One of the my favorite things about Rome was the constant juxtaposition of things modern and ancient…and plenty of things in between! There is so much history in this city, but it is living history. Imagine seeing these buildings on your commute every day!
Like many European cities, Dublin has bikes widely available for rental. I loved seeing the long rows of them, broken only when someone had borrowed one. The ads on the bikes are for Coke Zero (is that as popular in Europe as here?), but the Dublin Bikes logo is in blue.
Even the little details in Dublin feel distinctly Irish: the lampposts have little shamrocks embedded in the swirls. The shamrock has been a national symbol of Ireland for centuries; it comes from the legend of St. Patrick using the plant with three leaves to explain the Christian concept of the Holy Trinity (three persons, one God).

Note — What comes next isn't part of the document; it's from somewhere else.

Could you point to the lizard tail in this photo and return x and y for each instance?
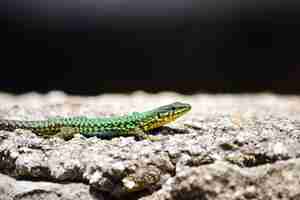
(10, 125)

I particularly like this image of the lamppost because its curves contrast well with all the straight lines in the Georgian building behind it.
The impressive architecture of the Trinity College Library in Dublin is perfect for long perspective shots. The columns, rows of books, and curved ceiling of the “nave” create some fascinating intersection points. This is called the Long Room for obvious reasons. It houses the medieval Brian Boru Harp in addition to many, many old, rare books.
The Long Room is part of the Old Library, which also houses the famous illuminated manuscript of the Gospels, the Book of Kells.